To clearly articulate that upholding religious freedom and related human rights is an essential element of the U.S. policy toward Pakistan, the U.S. government should:

  • include discussions on religious freedom and religious tolerance in U.S.-Pakistan strategic dialogues and summits;

  • instruct the Secretary of Defense and the commander of U.S. Central Command to raise with Pakistan's military leadership the importance of addressing violent extremism by combating militant groups with paramilitary and law enforcement bodies, rule of law, law enforcement, and policing, and stress the need to reform Pakistan's blasphemy law;

  • ensure U.S. assistance supports Pakistani government and civil-society institutions that work to uphold and guarantee religious freedom and increase religious tolerance and understanding, including by directing U.S. officials and recipients of U.S. grants to prioritize projects promoting multi-religious engagement and developing the political ability of ethnic and religious minorities to organize themselves and convey their concerns to the government effectively;

  • increase the funding for strategic communications programs to counter violent extremism, and incorporate messaging on the importance of religious tolerance and religious freedom to oppose rhetoric used to promote and justify violent acts;

  • ensure that U.S. assistance for capacity development going to the Pakistani executive, legislative, and judicial branches addresses religious freedom and related human rights by, for example, assisting the programs developed by the Federal Ministry of National Harmony that promote pluralism and religious tolerance;

  • emphasize the training of Pakistani police officers and leadership to enhance their capacity to fight violent religious extremism by providing technical assistance, equipment, and training on best practices for law enforcement outreach to and protection of vulnerable minority religious communities, such as Shi'a, Ahmadis, Christians, and Hindus;

  • fund teacher-training programs that promote positive concepts of tolerance and respect for the rights of others and exclude material promoting intolerance, hatred, or violence against any group of persons based on religious or other differences;

  • engage the political leadership of Punjab province about reducing the large number of blasphemy cases in that province and preventing violence against religious minorities; and

  • expand the Fulbright Program, the International Visitor Program, Hubert Humphrey Fellowship Program, and other exchanges for professionals, journalists, students, women, and religious and civil society leaders from all of Pakistan's diverse religious and ethnic communities, in order to promote a vibrant civil society in Pakistan.
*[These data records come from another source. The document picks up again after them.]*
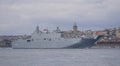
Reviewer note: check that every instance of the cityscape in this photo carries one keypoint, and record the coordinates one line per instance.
(110, 39)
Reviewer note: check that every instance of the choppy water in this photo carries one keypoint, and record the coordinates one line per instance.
(59, 57)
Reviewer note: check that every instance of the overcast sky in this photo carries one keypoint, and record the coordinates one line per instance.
(22, 16)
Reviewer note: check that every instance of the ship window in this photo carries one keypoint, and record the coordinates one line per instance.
(49, 39)
(44, 38)
(28, 40)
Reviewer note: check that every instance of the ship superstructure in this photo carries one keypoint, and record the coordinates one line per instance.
(52, 40)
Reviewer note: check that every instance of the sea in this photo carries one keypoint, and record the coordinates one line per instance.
(59, 57)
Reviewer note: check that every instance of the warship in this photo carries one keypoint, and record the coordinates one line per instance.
(54, 40)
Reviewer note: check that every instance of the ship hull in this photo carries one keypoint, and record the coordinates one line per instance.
(69, 43)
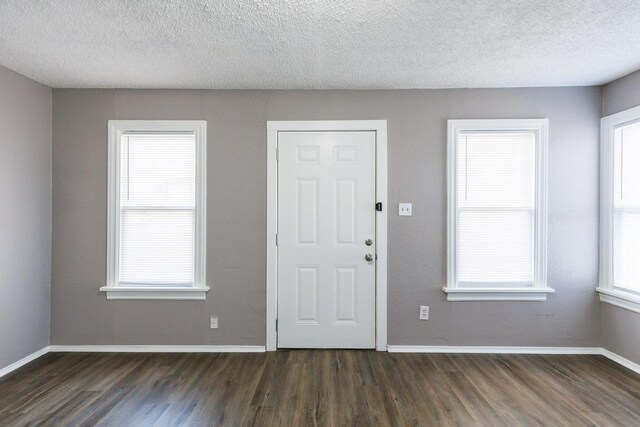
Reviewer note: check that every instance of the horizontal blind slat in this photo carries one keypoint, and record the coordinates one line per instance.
(157, 194)
(496, 207)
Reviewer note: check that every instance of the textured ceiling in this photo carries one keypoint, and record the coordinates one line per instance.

The U.S. government should urge the government of Pakistan, and provincial authorities, as appropriate, to:

  • set national textbook and curricula standards that actively promote tolerance toward all persons, establish appropriate review and enforcement mechanisms to guarantee that such standards are being met in public schools, and take concrete steps to fully implement the 2006 curricular reforms;

  • introduce into the curriculum for all students the "Ethics for Non-Muslims" course in order to promote interfaith understanding;

  • sign into law and implement the madrassa reform agreement made with the National Madrassa Oversight Board; until that can be accomplished, ensure that a temporary madrassa oversight board is empowered to develop, implement, and train teachers in human rights standards and provide oversight of madrassa curricula and teaching standards; and

  • implement guidelines for textbooks used in public schools and replace current public school textbooks with ones that exclude messages of intolerance, hatred, or violence against any group of persons based on religious or other differences.